# Selecting optimal set of eigenvectors for Principal Components Regression

I am testing various techniques for dealing with strong multi-collinearity (MC) in a regression problem.

There have been various comparison papers written between competing techniques such as Ridge Regression (RR) and Principal Components Regression (PCR). There seems to be no clear winner though with the best technique seemingly problem specific. However one thing that bothers me about the PCR approach is the somewhat arbitrary way in which one simply excludes the smallest eigenvectors as has been proven in Hadi and Ling even the smallest eigenvector may have strong predictive power while the largest eigenvectors may have none.

"Some Cautionary notes on the use of Principal Components Regression" by Hadi and Ling. (PDF)

They also show that the the SSE can be vastly improved by adding seemingly insignificant eigenvectors.

In their discussion they highlght two papers that try to address this 2nd deficiency--Lott(1973) and Gunst and Mason(1973)--but it has been shown that the Lott technique fails to pick the "correct" eigenvectors in the presence of strong MC, and my problem has strong MC.

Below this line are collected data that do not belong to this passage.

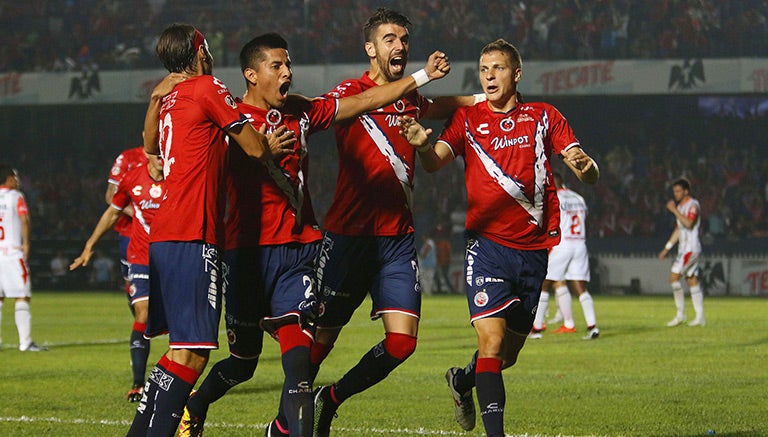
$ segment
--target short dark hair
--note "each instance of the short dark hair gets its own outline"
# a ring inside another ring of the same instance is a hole
[[[0,184],[4,184],[11,176],[18,176],[19,173],[10,165],[0,164]]]
[[[288,50],[288,41],[277,33],[259,35],[248,41],[240,50],[240,70],[253,68],[264,59],[264,51],[269,49]]]
[[[558,171],[552,172],[552,179],[555,181],[555,186],[560,188],[563,185],[563,175]]]
[[[509,56],[512,61],[512,68],[517,69],[523,66],[523,58],[520,56],[520,51],[517,47],[505,41],[503,38],[499,38],[496,41],[489,43],[482,50],[480,50],[480,56],[490,52],[502,52]]]
[[[194,69],[195,27],[191,24],[174,23],[160,34],[155,52],[163,66],[171,73]]]
[[[393,11],[392,9],[378,8],[376,9],[376,12],[368,18],[365,25],[363,25],[363,35],[365,36],[366,42],[371,41],[371,35],[373,35],[373,32],[382,24],[396,24],[407,28],[411,25],[411,20],[400,12]]]
[[[685,191],[691,191],[691,182],[688,181],[688,179],[686,179],[686,178],[675,179],[675,181],[672,182],[672,186],[673,187],[675,187],[675,186],[680,187],[680,188],[684,189]]]

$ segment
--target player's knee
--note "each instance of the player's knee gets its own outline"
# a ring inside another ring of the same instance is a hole
[[[280,352],[283,354],[296,347],[309,349],[312,345],[312,339],[301,330],[298,323],[281,326],[277,330],[277,338],[280,342]]]
[[[416,337],[398,332],[387,332],[384,349],[398,360],[405,360],[416,351]]]
[[[679,280],[670,282],[669,286],[672,287],[672,291],[679,291],[683,289],[683,284],[680,283]]]
[[[229,361],[228,367],[230,371],[228,376],[235,381],[245,382],[251,379],[254,372],[256,372],[256,366],[259,364],[259,357],[257,356],[254,359],[244,360],[230,356],[227,361]]]

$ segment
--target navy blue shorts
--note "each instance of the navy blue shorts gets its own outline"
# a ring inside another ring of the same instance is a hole
[[[128,280],[131,282],[128,292],[131,305],[142,300],[149,300],[149,266],[131,264],[131,268],[128,270]]]
[[[201,242],[149,245],[146,335],[167,332],[172,349],[215,349],[223,272],[219,249]]]
[[[413,234],[349,237],[326,232],[315,264],[324,306],[318,326],[346,325],[369,293],[371,319],[384,313],[421,315]]]
[[[503,317],[507,329],[528,334],[541,284],[547,276],[547,250],[519,250],[467,232],[464,286],[470,321]]]
[[[117,237],[117,244],[120,247],[120,274],[123,275],[123,279],[130,281],[129,268],[131,264],[128,262],[128,243],[131,242],[129,237],[119,235]]]
[[[318,243],[296,243],[232,249],[224,254],[224,320],[232,355],[249,359],[261,354],[262,318],[277,326],[314,317],[317,247]]]

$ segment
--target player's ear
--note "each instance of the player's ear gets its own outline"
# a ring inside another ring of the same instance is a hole
[[[246,68],[245,71],[243,71],[243,77],[245,78],[246,82],[248,82],[251,85],[256,85],[256,82],[259,78],[259,74],[256,73],[256,70],[253,68]]]
[[[370,41],[365,42],[365,53],[368,55],[369,58],[375,58],[376,57],[376,48],[373,47],[373,43]]]
[[[523,77],[523,69],[518,67],[517,70],[515,70],[515,82],[520,82],[521,77]]]

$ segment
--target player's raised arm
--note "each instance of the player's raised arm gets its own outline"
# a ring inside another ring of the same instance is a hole
[[[453,152],[447,144],[441,141],[436,144],[429,142],[432,129],[425,129],[413,117],[398,117],[397,121],[400,125],[400,135],[416,148],[424,170],[432,173],[453,161]]]
[[[594,184],[600,178],[597,163],[581,147],[574,146],[562,153],[563,162],[585,184]]]
[[[293,153],[293,132],[282,130],[277,135],[273,132],[267,137],[263,133],[266,127],[262,126],[260,130],[262,132],[254,129],[251,123],[245,123],[233,126],[227,133],[248,156],[262,162]]]
[[[149,98],[149,108],[144,117],[144,151],[150,155],[160,154],[160,107],[163,103],[163,97],[173,91],[173,87],[184,81],[185,76],[181,73],[169,73],[152,90]],[[114,193],[113,193],[114,194]]]
[[[93,229],[91,236],[88,237],[88,240],[85,242],[83,252],[80,254],[80,256],[75,258],[72,264],[69,265],[70,271],[75,270],[78,267],[88,265],[88,261],[91,259],[91,256],[93,256],[93,247],[96,245],[96,243],[99,242],[101,237],[107,231],[112,229],[112,226],[115,225],[118,218],[120,218],[120,210],[112,206],[108,206],[104,213],[101,215],[99,222],[96,223],[96,227]]]
[[[424,68],[412,75],[340,99],[339,110],[334,122],[349,120],[364,112],[388,105],[430,81],[442,79],[450,71],[451,64],[448,62],[448,56],[443,52],[436,51],[429,56]]]

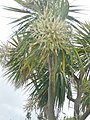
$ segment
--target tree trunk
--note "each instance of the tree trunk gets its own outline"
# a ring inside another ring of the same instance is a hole
[[[74,79],[77,83],[77,98],[75,99],[75,102],[74,102],[74,120],[79,120],[80,119],[79,109],[80,109],[80,101],[82,96],[82,91],[80,88],[80,86],[82,85],[82,72],[80,72],[79,78],[77,78],[74,75]]]
[[[74,102],[74,120],[79,120],[79,104],[80,99],[76,98]]]
[[[53,57],[49,56],[48,120],[55,120],[54,100],[55,100],[55,85],[53,73]]]
[[[77,84],[77,98],[74,102],[74,119],[79,120],[79,108],[80,108],[80,100],[81,100],[81,93],[80,93],[80,84]]]

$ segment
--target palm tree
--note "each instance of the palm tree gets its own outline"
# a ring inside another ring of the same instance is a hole
[[[79,23],[68,13],[78,12],[78,9],[72,9],[75,6],[69,6],[67,0],[15,1],[24,9],[5,9],[27,15],[12,22],[18,23],[19,29],[5,51],[6,74],[16,87],[32,83],[35,101],[41,95],[47,96],[43,106],[47,105],[48,119],[55,120],[54,106],[63,106],[66,66],[71,65],[71,55],[75,53],[73,22]]]
[[[80,71],[80,92],[81,92],[81,106],[84,114],[81,117],[81,120],[86,119],[86,117],[90,114],[90,106],[89,106],[89,80],[90,80],[90,23],[85,22],[80,26],[80,30],[77,31],[77,39],[79,44],[81,44],[81,48],[78,49],[78,53],[80,55],[81,61],[83,63],[84,71]],[[85,110],[86,108],[86,110]]]

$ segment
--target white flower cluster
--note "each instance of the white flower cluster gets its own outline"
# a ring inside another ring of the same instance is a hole
[[[36,43],[43,44],[52,52],[58,49],[70,49],[71,30],[69,24],[50,13],[44,12],[32,26]]]

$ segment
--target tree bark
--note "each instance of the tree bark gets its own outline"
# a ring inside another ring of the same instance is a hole
[[[53,73],[53,57],[49,56],[49,87],[48,87],[48,120],[56,120],[54,115],[55,85]]]

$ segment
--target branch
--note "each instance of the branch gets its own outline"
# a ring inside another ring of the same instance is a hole
[[[75,99],[73,99],[71,96],[67,95],[67,98],[72,101],[72,102],[75,102]]]
[[[79,78],[75,74],[73,74],[73,76],[74,76],[74,80],[76,81],[76,83],[78,83],[79,82]]]
[[[81,116],[80,120],[85,120],[89,114],[90,114],[90,108]]]

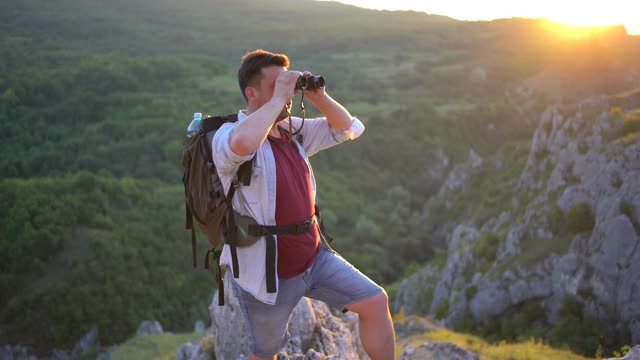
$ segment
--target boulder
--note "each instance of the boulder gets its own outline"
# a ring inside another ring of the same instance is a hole
[[[204,325],[204,321],[202,320],[196,321],[196,323],[193,325],[193,331],[195,332],[203,332],[205,329],[206,326]]]
[[[162,325],[156,320],[145,320],[138,326],[136,336],[145,336],[151,334],[162,334]]]
[[[498,280],[487,280],[478,287],[478,292],[469,302],[473,318],[483,324],[501,314],[510,305],[509,295]]]
[[[419,346],[405,345],[399,360],[478,360],[475,352],[449,342],[425,342]]]
[[[212,340],[217,359],[239,359],[249,352],[249,339],[231,279],[225,277],[225,305],[218,306],[218,292],[209,306]],[[280,359],[368,359],[358,329],[358,316],[330,309],[325,303],[302,298],[289,322],[290,339]],[[302,357],[301,357],[302,356]],[[186,358],[185,358],[186,359]],[[193,359],[191,357],[190,359]]]

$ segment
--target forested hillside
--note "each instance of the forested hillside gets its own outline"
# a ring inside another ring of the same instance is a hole
[[[144,319],[179,331],[206,317],[214,277],[191,269],[182,137],[193,112],[243,107],[235,71],[247,51],[285,52],[293,69],[323,74],[365,123],[363,137],[311,162],[335,247],[386,285],[447,247],[425,206],[453,165],[470,150],[501,153],[513,160],[503,176],[518,175],[517,144],[540,112],[627,89],[640,58],[640,40],[621,27],[567,36],[545,20],[460,22],[333,2],[3,8],[0,343],[42,352],[71,347],[93,325],[111,344]],[[549,69],[554,91],[537,83],[527,101],[509,95]],[[492,201],[484,206],[497,211]]]

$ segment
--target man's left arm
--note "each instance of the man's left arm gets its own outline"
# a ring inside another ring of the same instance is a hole
[[[306,90],[304,95],[325,116],[308,119],[302,127],[302,145],[307,156],[346,140],[355,139],[364,131],[362,122],[351,116],[349,111],[330,97],[324,88],[316,91]],[[294,128],[298,128],[301,125],[301,119],[294,118],[293,120]]]
[[[353,117],[349,111],[329,96],[324,88],[316,91],[305,90],[304,96],[324,114],[332,128],[345,131],[351,127]]]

Do you know of a paper that can select the optimum set of eigenvalues even in the presence of strong MC? Or more recent papers that compare PCR and RR?

• Is it possible to include all PCs? – Michael M Oct 11 '13 at 12:33
• Have you (already) read the relevant section on this in Elements of Statistical Learning? – cardinal Oct 11 '13 at 14:44
• Sorry Micheal can't use all the PC's , I'm trying to reduce the multi-collinearity by removing the smallest PC's. Will Look at Elements of statistical learning! – Baz Oct 11 '13 at 18:11
• What about PLS? It is good exactly in case the main source(s) of variation do not contribute predictive power. When Hadi & Ling wrote their paper, PLS was AFAIK still almost exclusively used by (us) chemometricians, and it has a long history for calibration of spectroscopic data which usually have massive multi-collinearity. – cbeleites Feb 12 '14 at 21:08

This is not possible in general. If $\boldsymbol x_i \in R^N$ is a multivariate input and $\boldsymbol y_i$ is a corresponding output. There is no a priori reason why the optimal linear relationship between the $y$s and the $\boldsymbol x$s should be a function of of the first $k$ PCs.
A counter example would be suppose $\boldsymbol e_j$ were the standard basis vectors for $\mathbb R^N$. Suppose the data were constructed as $\boldsymbol x = \sum_{i=1}^N \frac{z_i}{i} \boldsymbol e_i$ where the $z_i$ were standard normals and $y_i = z_i \boldsymbol \beta' \boldsymbol e_N$. In any decent sample size $\boldsymbol e_N$ will not be one of the principal basis vectors for choice of some $k<N$. Hence PCR would throw out the useful information, because it is based on a method that pays no attention to the $y_i$ (i.e. to the things you're trying to regress).